Rent a White Guy

June 14th, 2010

Via: The Atlantic:

Not long ago I was offered work as a quality-control expert with an American company in China I’d never heard of. No experience necessary—which was good, because I had none. I’d be paid $1,000 for a week, put up in a fancy hotel, and wined and dined in Dongying, an industrial city in Shandong province I’d also never heard of. The only requirements were a fair complexion and a suit.
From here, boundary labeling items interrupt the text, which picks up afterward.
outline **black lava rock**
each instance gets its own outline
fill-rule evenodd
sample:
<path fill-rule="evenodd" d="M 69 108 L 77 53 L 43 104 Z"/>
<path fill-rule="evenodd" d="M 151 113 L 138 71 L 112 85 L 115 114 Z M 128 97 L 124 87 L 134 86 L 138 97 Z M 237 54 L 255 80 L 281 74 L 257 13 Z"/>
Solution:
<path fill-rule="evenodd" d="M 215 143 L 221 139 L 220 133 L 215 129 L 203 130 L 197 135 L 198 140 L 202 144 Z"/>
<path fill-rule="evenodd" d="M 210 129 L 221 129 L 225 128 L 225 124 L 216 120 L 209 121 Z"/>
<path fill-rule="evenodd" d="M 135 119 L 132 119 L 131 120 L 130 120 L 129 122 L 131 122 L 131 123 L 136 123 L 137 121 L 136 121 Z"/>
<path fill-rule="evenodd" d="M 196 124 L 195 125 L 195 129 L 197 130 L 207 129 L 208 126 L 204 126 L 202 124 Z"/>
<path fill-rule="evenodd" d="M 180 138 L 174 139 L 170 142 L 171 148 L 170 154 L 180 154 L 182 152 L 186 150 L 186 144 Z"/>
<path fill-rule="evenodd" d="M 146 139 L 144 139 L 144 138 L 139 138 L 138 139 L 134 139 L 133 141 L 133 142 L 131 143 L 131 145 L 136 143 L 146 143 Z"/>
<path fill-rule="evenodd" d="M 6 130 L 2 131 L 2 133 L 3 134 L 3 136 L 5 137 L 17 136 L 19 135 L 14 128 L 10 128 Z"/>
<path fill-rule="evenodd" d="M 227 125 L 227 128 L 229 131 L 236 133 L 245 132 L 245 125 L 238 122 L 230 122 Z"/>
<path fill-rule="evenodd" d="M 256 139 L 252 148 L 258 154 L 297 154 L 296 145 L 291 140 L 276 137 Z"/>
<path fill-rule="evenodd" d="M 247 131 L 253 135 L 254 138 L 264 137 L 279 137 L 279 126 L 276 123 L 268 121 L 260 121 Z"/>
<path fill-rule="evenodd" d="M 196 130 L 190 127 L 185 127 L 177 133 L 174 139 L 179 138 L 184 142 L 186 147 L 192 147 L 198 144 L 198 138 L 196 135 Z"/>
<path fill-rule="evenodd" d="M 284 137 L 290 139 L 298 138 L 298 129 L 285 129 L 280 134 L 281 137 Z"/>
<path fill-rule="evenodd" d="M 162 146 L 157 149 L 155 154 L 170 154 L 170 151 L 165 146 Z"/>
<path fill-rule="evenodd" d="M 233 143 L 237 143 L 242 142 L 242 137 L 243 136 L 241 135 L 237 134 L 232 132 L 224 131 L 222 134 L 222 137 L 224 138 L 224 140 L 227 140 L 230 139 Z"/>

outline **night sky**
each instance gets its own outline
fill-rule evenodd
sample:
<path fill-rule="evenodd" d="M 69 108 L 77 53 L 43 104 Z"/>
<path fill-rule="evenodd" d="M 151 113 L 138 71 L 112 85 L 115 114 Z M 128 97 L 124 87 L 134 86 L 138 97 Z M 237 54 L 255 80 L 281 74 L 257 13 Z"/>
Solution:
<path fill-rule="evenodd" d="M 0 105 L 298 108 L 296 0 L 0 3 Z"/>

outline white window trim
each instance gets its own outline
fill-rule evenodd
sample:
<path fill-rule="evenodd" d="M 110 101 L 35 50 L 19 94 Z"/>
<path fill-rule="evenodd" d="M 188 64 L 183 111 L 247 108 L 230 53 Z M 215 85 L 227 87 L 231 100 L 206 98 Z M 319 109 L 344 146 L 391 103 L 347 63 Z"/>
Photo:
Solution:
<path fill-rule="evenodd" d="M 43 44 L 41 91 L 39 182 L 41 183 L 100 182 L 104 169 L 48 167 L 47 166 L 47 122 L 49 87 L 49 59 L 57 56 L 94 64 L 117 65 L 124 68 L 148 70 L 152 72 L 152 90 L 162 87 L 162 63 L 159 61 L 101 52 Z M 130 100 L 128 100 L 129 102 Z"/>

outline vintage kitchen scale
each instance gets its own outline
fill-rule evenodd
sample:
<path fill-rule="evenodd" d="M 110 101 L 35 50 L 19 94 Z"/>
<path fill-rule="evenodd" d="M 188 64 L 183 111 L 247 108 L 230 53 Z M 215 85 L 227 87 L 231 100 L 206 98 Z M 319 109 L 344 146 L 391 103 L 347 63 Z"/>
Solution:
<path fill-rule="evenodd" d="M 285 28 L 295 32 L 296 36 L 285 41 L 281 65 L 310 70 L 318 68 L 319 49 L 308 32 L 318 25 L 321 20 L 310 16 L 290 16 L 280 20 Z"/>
“I call these things ‘White Guy in a Tie’ events,” a Canadian friend of a friend named Jake told me during the recruitment pitch he gave me in Beijing, where I live. “Basically, you put on a suit, shake some hands, and make some money. We’ll be in ‘quality control,’ but nobody’s gonna be doing any quality control. You in?”

I was.

One Response to “Rent a White Guy”

  1. JWSmythe says:

    That’s not so different than any other corporate event. Companies hire face people, when the real bosses don’t want to be seen.

    You see it all the way from the cute girl working the reception desk, to the recruiters and sales who sell with their bright smile and cleavage, all the way through VP’s who can talk a good game and look professional but couldn’t tell you any real facts other than what they’ve been coached to say.

    I once knew a CIO who couldn’t comprehend how to set up his email (what’s a SMTP server?), but could tell you about the infrastructures he’s built and the deals he’s worked with fortune 500 companies. As it turned out, they were all lies.

    So they hired an “executive” staff to play the role of a company. Like that’s never happened before. If you want to give the right impression, you have to hire the right people. So they wanted an all-American company this time. Maybe next time it’ll be a German company, or even a Japanese company.

    Enron dedicated an entire floor to be a set to fool investors. The news of that came out years ago.

    http://www.click2houston.com/news/1248368/detail.html

    If you can’t get your way with bribes, get your way with lies. That’s the way business works, world wide.